Once you've matched your data to the example and made sure it can load the D3.js library, the example may work. In this case it doesn't - it shows an empty chart. The title "U.S. Commercial Flights, 1999-2001" and the horizontal scale explain why: it expects dates within a certain (pre-Twitter) range, and the x domain is hard-coded accordingly. The setting is easy to find, in line 146:
x.domain([new Date(1999, 0, 1), new Date(2003, 0, 0)]);
Change those dates to include the date range of your data, and the example should work. Don't worry about matching your dates closely: the chart is zoomable, after all. Alternatively, you could borrow a snippet from the template timebar.html to set the domain to match the earliest and latest dates in your data:
x.domain([
d3.min(values, function(d) {return d.name}),
d3.max(values, function(d) {return d.name})
]);
A typical Twarc harvest gets you a few days worth of tweets, so the day-level display of this example probably isn't very interesting. We're not bound by the time format of the example, however. We can see it in line 63:
parse = d3.time.format("%Y-%m-%d").parse,
We can change that to parse at the minute interval: "%Y-%m-%d %H:%M", and generate our csv at the same interval with "-i 1M". With those changes we can zoom in until bars represent a minute's worth of tweets.

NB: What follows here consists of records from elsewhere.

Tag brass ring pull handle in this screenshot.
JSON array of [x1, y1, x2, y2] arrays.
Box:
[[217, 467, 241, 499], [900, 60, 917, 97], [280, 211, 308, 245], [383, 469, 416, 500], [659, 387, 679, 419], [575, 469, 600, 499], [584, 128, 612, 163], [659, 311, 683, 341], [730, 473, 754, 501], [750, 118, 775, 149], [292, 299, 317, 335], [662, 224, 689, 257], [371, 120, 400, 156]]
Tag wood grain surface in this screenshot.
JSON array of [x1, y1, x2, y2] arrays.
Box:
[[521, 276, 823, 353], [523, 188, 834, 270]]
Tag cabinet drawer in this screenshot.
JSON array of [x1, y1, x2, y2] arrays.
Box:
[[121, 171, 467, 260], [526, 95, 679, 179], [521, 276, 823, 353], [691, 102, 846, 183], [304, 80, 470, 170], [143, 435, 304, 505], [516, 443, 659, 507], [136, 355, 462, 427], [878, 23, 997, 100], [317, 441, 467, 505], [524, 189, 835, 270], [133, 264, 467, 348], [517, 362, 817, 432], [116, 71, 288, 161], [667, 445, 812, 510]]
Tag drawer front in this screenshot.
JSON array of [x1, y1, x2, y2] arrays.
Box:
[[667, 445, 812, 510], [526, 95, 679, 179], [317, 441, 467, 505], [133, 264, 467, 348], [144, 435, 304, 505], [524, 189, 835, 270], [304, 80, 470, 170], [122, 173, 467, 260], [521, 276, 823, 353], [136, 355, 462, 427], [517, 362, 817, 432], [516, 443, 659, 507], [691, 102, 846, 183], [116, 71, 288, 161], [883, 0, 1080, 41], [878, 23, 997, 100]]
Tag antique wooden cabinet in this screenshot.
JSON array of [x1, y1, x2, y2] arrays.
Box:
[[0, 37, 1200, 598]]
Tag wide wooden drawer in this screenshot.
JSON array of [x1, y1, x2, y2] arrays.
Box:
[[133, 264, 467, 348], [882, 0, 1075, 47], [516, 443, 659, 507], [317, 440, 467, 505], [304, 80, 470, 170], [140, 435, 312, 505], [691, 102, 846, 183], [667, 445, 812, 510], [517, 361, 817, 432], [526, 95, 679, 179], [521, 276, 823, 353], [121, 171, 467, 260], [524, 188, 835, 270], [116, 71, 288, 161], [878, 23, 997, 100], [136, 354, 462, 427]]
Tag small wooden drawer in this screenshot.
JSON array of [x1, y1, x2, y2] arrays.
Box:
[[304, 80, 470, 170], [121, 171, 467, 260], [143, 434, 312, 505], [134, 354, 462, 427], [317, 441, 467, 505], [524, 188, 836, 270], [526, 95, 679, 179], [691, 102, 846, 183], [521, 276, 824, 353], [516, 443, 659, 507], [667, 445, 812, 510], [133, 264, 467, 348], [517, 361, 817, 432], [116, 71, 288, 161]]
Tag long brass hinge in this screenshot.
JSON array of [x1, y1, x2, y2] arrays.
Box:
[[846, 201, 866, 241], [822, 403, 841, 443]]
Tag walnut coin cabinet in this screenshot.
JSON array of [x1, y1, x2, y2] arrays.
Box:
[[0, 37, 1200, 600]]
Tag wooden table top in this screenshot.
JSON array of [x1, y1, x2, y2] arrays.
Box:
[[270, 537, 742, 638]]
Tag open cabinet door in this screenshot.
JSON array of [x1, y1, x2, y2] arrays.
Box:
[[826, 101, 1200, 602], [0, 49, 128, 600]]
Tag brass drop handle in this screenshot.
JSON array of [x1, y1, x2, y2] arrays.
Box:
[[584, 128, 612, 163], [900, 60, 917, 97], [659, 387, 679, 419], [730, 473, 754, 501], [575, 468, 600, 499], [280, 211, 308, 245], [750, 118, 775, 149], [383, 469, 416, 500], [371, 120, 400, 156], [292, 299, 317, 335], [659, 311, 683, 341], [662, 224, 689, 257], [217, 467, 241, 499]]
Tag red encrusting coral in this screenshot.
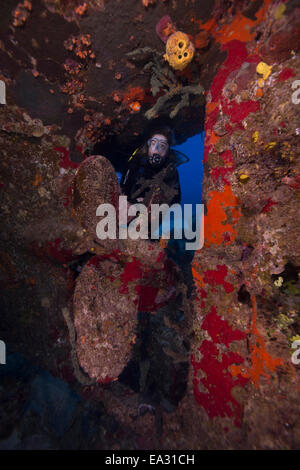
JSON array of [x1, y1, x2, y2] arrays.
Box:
[[191, 307, 248, 427], [204, 265, 234, 294]]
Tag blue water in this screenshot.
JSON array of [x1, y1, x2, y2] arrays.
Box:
[[173, 132, 204, 205]]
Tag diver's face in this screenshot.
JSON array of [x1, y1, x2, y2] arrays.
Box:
[[148, 134, 169, 167]]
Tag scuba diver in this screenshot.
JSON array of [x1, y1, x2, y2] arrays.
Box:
[[120, 127, 188, 209]]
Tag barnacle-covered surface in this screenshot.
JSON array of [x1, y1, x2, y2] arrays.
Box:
[[0, 0, 300, 449]]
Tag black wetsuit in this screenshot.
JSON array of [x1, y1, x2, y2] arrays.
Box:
[[120, 152, 181, 206]]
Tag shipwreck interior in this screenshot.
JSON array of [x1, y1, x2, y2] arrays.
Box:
[[0, 0, 300, 450]]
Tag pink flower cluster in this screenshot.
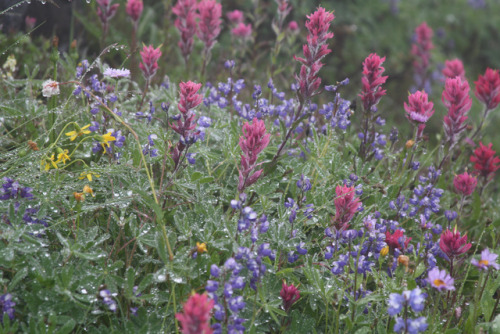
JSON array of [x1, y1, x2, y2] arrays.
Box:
[[359, 53, 388, 111], [411, 22, 434, 88], [439, 227, 472, 260], [385, 230, 411, 250], [172, 0, 197, 61], [441, 59, 465, 81], [227, 9, 243, 24], [172, 0, 222, 62], [125, 0, 144, 24], [334, 185, 361, 229], [238, 118, 271, 193], [139, 45, 161, 80], [97, 0, 120, 30], [175, 293, 215, 334], [453, 172, 477, 196], [294, 7, 335, 99], [474, 68, 500, 110], [231, 22, 252, 39], [170, 81, 203, 167], [280, 281, 300, 312], [441, 76, 472, 146], [197, 0, 222, 50], [404, 91, 434, 139], [470, 142, 500, 180]]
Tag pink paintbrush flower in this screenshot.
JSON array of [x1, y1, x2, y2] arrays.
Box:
[[334, 185, 361, 227], [280, 281, 300, 312], [439, 226, 472, 260], [441, 59, 465, 81], [474, 68, 500, 110], [359, 53, 388, 111], [139, 45, 161, 80], [453, 172, 477, 196], [175, 293, 215, 334], [231, 22, 252, 38], [172, 0, 197, 62], [470, 142, 500, 180], [238, 118, 271, 193], [441, 76, 472, 145], [125, 0, 144, 23], [197, 0, 222, 50], [294, 7, 335, 99], [227, 10, 243, 23], [404, 91, 434, 138]]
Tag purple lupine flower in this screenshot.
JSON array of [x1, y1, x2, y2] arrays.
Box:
[[99, 289, 118, 312], [295, 241, 307, 255], [0, 293, 16, 323], [427, 267, 455, 291]]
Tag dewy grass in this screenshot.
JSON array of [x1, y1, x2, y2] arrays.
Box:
[[0, 0, 500, 333]]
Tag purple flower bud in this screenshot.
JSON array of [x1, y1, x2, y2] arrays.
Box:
[[210, 264, 220, 277]]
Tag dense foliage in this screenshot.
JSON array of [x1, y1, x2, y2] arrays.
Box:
[[0, 0, 500, 333]]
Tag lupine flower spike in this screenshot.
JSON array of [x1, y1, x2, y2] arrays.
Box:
[[280, 281, 300, 312], [125, 0, 144, 25]]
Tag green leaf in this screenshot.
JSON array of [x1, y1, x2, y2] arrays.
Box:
[[57, 319, 76, 334]]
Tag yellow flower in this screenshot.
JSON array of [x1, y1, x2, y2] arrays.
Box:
[[56, 150, 71, 164], [83, 185, 95, 197], [100, 131, 116, 153], [196, 242, 208, 254], [73, 191, 85, 202], [65, 124, 90, 141], [380, 246, 389, 256], [42, 153, 59, 171], [78, 172, 100, 182]]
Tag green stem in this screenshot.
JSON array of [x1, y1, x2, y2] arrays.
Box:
[[60, 81, 174, 261]]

This example doesn't work perfectly: I see some odd artifacts around the bottom of the chart, as if the baseline were slightly above the x axis and small values are presented as negative. And it doesn't render in Chrome at all (Firefox and Safari are fine). The example is from 2011 and uses an older version of the D3 library, and with some tinkering it could probably be updated and made functional. It serves to demonstrate, though, that only small changes and no knowledge of the complexities of D3 are needed to fit your data into an existing D3 example.
The heart of twarc-report is the Profiler
class in profiler.py
. The
scripts pass json records from the twarc harvests to this class, and it
tabulates some basic properties: number of tweets and authors, earliest
and latest timestamp, etc. The scripts create their own profilers that
inherit from this class and that process the extra fields etc. needed by
the script. To add a new script, start by working out its profiler class
to collect the data it needs from each tweet in the process() method,
and to organize the output in the report() method.
The various output formats are generated by functions in d3output.py
.